Reports from Swaziland

Just another weblog

Special Topic: Complexities of Global Health

by on June 10, 2011
Filed under: Uncategorized

This is a topic that is discussed throughout this blog, but today, during the doctors meeting, we discussed a particularly interesting situation that I thought I would mention here. Around this time of year, many children get measles. When they come in for the HIV treatment, they would be waiting around the clinic for many hours, and in the process, exposing many other patients to measles as well.  One of the visiting scholar’s here suggested that we pre-screen them somehow and ask them to sit in another room while they wait.

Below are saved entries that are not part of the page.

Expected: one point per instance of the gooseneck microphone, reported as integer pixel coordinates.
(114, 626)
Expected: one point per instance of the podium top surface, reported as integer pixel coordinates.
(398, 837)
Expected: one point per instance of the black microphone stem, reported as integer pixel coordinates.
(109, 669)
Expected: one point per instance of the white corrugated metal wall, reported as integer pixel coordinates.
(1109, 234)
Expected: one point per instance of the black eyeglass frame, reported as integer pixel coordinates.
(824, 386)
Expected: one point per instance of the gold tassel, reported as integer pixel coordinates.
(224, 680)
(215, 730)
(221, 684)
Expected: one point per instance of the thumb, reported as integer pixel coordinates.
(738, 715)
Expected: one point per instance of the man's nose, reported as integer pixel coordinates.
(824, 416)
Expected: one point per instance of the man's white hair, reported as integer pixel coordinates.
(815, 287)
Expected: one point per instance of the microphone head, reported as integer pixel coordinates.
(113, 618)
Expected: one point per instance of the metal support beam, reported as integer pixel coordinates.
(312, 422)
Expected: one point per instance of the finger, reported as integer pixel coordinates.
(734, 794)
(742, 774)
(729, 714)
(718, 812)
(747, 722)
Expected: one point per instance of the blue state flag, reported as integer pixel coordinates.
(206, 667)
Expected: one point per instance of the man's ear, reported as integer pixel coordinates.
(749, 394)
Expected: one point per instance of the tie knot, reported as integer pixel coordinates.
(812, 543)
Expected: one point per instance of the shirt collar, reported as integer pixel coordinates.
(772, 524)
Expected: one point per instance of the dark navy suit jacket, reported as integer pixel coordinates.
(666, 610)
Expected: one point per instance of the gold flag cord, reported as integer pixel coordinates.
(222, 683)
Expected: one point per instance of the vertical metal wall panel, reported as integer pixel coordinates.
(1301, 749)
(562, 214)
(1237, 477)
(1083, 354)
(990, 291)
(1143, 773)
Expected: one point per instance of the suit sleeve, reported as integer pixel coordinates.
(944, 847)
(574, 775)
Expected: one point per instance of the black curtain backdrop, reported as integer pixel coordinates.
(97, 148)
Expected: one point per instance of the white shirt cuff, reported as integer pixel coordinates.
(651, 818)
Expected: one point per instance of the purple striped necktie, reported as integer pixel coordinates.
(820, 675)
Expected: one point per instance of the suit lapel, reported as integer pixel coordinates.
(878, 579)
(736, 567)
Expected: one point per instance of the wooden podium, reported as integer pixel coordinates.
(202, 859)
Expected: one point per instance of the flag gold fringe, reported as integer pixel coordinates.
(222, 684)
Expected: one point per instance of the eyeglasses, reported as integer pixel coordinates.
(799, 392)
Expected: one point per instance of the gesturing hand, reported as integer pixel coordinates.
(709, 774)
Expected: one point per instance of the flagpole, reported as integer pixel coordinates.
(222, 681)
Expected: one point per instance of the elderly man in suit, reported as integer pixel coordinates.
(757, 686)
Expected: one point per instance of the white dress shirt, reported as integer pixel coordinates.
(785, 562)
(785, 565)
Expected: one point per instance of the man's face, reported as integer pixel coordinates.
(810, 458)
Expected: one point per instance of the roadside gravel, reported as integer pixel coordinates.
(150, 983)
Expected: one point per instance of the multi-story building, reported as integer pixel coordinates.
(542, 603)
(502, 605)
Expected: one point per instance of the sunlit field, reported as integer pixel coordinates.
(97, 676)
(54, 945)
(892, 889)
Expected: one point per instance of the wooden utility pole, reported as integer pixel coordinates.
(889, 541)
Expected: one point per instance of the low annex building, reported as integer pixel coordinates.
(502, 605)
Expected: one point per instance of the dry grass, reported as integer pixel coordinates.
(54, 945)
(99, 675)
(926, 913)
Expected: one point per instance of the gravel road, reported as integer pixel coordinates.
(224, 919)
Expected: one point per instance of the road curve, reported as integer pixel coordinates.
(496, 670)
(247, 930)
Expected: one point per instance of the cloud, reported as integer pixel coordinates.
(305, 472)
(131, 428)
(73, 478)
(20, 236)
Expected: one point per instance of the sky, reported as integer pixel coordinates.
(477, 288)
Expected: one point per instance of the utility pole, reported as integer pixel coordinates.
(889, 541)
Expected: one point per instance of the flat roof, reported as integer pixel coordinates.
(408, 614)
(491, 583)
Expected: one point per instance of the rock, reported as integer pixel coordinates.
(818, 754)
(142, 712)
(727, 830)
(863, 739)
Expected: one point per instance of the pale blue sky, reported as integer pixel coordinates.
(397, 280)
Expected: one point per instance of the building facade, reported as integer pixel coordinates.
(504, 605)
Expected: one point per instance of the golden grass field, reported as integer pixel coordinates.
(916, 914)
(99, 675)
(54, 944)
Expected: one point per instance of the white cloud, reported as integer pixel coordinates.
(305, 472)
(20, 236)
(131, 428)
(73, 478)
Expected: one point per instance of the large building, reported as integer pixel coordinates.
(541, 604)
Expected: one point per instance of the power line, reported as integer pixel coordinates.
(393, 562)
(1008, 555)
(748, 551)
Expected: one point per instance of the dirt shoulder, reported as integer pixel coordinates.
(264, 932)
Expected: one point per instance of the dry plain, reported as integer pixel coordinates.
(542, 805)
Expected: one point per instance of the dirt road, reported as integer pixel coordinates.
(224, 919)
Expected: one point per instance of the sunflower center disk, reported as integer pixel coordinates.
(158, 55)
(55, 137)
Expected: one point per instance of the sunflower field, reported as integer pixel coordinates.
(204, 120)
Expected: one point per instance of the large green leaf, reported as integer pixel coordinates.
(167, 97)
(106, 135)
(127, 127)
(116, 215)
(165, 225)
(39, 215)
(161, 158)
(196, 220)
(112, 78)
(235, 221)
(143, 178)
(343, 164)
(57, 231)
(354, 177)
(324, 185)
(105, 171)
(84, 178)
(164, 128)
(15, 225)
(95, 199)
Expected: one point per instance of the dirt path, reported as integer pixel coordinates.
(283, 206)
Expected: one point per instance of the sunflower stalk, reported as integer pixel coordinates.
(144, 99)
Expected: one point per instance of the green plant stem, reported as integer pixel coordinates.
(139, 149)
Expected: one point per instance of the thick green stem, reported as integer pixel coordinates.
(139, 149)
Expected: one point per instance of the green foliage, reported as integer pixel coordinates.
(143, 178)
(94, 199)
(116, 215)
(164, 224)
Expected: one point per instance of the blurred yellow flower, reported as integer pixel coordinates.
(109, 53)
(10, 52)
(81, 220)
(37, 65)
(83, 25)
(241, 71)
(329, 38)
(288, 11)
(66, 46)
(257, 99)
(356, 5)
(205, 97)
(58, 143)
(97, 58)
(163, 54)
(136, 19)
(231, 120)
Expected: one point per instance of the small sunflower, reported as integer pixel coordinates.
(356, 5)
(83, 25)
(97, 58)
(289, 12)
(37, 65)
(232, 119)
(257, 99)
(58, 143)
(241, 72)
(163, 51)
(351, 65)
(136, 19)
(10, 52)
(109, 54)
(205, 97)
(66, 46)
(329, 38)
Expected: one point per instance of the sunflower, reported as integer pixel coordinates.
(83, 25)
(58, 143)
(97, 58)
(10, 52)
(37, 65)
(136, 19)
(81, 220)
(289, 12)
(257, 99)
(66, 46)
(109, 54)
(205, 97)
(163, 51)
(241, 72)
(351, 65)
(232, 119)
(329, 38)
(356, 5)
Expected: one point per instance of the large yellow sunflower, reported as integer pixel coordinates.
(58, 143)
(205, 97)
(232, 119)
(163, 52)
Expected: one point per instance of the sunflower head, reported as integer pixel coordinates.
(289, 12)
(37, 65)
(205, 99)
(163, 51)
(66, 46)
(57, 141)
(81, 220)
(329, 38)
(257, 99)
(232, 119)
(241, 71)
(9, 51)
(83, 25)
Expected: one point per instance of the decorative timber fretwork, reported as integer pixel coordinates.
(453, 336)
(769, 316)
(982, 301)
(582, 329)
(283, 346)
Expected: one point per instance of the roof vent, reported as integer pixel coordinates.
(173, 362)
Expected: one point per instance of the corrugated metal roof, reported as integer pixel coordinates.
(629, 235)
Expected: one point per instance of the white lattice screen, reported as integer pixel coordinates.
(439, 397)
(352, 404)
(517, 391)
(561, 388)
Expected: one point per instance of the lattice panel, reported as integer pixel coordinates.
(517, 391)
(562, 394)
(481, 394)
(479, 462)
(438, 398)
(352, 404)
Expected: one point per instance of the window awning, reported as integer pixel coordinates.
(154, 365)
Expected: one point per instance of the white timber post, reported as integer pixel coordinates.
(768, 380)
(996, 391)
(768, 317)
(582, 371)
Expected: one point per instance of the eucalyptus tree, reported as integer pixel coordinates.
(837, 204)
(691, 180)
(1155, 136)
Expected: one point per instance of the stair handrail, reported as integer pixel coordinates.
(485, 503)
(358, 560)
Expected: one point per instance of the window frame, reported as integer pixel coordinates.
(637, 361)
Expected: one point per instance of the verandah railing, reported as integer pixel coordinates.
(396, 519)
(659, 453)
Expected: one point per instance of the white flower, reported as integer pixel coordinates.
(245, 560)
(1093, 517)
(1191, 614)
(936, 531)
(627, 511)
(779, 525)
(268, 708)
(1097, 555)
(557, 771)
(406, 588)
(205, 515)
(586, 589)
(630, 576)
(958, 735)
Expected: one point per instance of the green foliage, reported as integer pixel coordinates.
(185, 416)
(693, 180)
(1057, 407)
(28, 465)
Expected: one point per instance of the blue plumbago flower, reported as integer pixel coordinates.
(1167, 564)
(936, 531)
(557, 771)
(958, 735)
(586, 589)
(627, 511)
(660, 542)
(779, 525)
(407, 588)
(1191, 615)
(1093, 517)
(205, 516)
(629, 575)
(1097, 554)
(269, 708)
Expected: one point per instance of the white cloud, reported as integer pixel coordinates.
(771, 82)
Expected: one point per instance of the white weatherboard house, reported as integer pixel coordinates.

A simple idea, right? But there are many other aspects to consider. Firstly, there is a question of whether families will even bring in their child with measles. Apparently, in Ethiopia, communities believe that if a child with measles is brought into a clinic and gets a shot, they will die– thus, children are not brought in many times. If they get very sick, mothers sometimes decide to go to the clinics, and when they go to the clinic, they get a shot of medication, but still die because they were so sick in the first place. This obviously reinforces the community’s idea that getting the shot causes death. Secondly, even if we put out a sign on the door of the clinic, asking people so sit in a certain place if they had measles or chicken pox, there is a question of whether the patient would be able to actually identify the illness they have. If we describe the symptoms on the sign, and say that people with a rash or bumps on their skin should sit aside, we may have many people lined up because there are many illnesses people have here with those symptoms. The simple idea isn’t so simple anymore!